Introduction

By the time the light emanating from the sun reaches the geosynchronous earth orbit, its energy content has been reduced to approximately 1350 W/m2. Hence, if all of the light that falls on a 1 m2 surface could be converted to electric power, it would be just enough to run an electric iron. In practice, only 10–14% can be thus converted with today's technology. The engineering challenge facing a satellite designer is to draw on this meagre solar energy to operate and heat an entire spacecraft, and to transmit radio waves with sufficient signal strength to be received intelligibly on the earth some 36 000 km away.
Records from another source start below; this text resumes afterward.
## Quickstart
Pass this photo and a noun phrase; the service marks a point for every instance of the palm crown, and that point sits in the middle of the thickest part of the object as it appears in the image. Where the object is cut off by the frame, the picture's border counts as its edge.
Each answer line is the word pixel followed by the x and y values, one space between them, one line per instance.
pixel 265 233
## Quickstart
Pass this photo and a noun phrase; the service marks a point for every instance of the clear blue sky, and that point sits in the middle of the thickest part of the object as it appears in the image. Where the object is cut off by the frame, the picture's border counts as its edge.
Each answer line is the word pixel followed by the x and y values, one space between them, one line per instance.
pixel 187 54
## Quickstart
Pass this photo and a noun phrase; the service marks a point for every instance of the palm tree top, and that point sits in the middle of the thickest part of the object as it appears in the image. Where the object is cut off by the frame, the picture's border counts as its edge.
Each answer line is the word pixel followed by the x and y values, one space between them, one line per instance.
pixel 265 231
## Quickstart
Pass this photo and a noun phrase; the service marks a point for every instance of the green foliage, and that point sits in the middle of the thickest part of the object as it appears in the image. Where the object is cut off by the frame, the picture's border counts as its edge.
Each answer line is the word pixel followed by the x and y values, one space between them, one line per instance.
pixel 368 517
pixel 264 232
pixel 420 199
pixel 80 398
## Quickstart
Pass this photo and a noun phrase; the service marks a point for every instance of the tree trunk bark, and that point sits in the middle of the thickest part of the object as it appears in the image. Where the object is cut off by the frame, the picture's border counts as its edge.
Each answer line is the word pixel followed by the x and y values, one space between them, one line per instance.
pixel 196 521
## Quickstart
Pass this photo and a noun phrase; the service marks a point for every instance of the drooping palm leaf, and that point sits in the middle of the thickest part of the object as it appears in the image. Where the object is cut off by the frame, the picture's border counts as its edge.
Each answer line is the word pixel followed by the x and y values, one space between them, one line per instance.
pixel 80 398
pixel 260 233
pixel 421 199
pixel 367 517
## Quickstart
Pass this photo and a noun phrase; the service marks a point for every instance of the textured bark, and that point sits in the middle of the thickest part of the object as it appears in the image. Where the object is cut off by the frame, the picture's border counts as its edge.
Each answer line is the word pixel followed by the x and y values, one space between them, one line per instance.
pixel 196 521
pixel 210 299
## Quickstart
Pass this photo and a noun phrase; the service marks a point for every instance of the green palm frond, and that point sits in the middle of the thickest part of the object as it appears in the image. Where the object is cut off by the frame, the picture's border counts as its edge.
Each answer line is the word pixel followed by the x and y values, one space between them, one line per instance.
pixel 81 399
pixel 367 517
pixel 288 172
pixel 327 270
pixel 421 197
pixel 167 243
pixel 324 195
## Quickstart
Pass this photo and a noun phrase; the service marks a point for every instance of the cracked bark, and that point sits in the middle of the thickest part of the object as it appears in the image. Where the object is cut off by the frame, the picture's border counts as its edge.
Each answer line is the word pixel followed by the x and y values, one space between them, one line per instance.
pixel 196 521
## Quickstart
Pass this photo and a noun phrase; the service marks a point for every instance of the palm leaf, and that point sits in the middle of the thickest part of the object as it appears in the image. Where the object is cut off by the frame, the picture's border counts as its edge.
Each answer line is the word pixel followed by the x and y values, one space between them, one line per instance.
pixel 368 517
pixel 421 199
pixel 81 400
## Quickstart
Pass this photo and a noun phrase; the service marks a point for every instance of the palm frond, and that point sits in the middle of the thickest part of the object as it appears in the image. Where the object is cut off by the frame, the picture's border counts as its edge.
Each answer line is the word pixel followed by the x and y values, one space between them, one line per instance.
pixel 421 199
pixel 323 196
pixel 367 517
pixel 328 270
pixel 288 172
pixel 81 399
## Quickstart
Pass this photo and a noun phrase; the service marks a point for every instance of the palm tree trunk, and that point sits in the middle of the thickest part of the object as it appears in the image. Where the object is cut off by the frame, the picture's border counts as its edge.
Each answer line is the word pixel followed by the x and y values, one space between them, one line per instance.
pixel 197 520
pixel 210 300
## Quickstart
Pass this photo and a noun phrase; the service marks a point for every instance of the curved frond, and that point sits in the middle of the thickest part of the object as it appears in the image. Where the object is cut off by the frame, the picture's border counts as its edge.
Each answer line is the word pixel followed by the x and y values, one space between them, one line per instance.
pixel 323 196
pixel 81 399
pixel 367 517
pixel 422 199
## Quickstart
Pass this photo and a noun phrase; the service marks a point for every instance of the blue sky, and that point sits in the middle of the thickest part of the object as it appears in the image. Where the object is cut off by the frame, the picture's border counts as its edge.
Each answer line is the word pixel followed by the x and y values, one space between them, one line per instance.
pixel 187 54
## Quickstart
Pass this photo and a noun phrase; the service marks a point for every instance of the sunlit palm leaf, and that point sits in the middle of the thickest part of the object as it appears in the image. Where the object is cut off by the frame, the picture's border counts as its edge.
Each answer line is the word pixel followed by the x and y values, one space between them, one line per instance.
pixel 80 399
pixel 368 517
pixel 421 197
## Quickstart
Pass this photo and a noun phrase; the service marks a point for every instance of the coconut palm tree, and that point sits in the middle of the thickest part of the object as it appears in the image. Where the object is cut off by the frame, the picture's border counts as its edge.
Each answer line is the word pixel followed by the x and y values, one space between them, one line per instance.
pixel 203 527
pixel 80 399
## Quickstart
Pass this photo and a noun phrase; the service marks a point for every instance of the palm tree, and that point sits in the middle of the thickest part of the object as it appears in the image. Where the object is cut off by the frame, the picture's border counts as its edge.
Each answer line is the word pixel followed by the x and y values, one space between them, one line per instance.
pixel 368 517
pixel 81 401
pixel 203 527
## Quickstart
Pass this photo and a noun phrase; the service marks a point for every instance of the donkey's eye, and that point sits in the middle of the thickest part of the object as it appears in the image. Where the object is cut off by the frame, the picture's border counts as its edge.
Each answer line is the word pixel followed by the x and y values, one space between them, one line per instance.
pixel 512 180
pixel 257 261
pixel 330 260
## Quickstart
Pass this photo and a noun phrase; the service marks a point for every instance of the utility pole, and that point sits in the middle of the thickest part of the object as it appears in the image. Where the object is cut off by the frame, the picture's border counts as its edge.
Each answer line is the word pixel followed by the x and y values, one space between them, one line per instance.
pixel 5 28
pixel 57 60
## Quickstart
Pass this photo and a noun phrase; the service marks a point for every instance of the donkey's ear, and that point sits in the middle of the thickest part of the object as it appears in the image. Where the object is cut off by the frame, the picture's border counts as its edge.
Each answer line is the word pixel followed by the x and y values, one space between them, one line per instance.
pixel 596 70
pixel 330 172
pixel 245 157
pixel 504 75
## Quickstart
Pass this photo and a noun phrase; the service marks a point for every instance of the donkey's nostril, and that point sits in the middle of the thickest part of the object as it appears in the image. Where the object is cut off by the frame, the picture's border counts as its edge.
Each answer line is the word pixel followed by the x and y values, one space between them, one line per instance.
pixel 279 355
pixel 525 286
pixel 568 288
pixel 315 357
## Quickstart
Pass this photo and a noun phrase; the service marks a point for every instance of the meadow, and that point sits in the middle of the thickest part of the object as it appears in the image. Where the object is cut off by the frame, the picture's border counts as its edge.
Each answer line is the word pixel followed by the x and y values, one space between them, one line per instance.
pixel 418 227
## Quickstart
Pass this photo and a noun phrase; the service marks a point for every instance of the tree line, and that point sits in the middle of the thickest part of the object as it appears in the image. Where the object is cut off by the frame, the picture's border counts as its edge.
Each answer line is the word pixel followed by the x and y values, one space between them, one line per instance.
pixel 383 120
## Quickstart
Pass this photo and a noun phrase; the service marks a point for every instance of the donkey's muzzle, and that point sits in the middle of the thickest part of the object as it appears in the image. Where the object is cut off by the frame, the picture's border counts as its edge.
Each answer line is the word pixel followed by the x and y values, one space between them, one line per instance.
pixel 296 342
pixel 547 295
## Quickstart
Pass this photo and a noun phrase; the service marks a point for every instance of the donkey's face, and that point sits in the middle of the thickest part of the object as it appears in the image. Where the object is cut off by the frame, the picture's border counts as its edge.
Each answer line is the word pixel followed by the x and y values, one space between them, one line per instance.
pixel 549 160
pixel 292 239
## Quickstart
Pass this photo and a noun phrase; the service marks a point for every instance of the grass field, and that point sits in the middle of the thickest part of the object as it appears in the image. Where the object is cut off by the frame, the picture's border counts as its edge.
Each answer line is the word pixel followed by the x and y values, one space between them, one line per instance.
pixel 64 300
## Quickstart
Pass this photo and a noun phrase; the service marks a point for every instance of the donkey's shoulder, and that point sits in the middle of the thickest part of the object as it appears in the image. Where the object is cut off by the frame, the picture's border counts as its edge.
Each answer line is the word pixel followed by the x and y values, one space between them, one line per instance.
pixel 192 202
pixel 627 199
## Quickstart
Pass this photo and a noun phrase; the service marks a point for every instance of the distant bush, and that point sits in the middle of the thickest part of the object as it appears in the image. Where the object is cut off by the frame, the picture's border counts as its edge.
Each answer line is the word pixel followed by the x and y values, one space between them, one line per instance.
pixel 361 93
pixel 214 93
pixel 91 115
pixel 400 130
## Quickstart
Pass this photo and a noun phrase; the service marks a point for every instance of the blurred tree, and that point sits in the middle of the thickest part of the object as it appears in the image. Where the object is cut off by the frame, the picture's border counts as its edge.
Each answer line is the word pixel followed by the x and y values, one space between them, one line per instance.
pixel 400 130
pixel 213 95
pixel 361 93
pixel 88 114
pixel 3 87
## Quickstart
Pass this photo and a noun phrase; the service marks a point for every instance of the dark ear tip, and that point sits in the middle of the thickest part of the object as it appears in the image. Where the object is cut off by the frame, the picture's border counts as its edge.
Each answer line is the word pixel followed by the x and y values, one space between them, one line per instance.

This chapter describes how electric energy is generated, conditioned and stored onboard geostationary satellites.

Subsystem Architecture

The main building blocks are the solar array, the battery and the loads (Fig. 8.1). The solar array is made up of strings of photovoltaic cells cemented onto solar panels. The battery is charged by the array during sunlight so as to provide power in eclipse when the array is idle. The loads are the users of electric power, such as transmitters, receivers, microprocessors, electric motors and heaters. The battery can also be considered a load while it is being charged.

A satellite power subsystem contains switches to turn on or off various load combinations and to protect the battery from overcharge or depletion. Some of the switches are triggered automatically when certain conditions arise, while others are activated by telecommand.